Summary: Essays from a recent college graduate about growing up Jewish but not practicing, dating and sex, work and friendship.
Sloane Crosley writes of her first publishing job after college graduation:
“The hours I logged in there were some of the more useless of my life. Which is really saying something. I remember almost nothing of my experience except for the tray of inexplicably unwrapped cherry frosted Pop-Tarts in the office kitchen and the one article they allowed me to write all summer: a two-hundred word reportage masterpiece on a teen fashion show at Macy’s. In it, I attempted to explore the seedy underbelly of thirteen-year-old runway models, all of whom had better skins and better social lives than I did. What came out went something like: Shoulder pads. All bad?”The minutes I logged trying to get through the painfully dull and self-absorbed stories of another whiny New York college grad can never be repaid.
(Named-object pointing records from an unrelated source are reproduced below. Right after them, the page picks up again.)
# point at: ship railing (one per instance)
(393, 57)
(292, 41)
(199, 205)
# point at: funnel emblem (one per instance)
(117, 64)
Now I know why so many other aimless twenty-something have novels out, because this ridiculous book got published. Do you know who’s reading it? All the other aimless twenty-somethings who have no jobs but think they are brilliant. This is what helicopter parenting leads to, folks: liberal art majors who think they can write and are owed a novel about how awkward it is to have sex or date or play band or have any other NORMAL experience people have.
Funny title, but even though this was a collection of essays, I couldn’t bring myself to finish even half of them.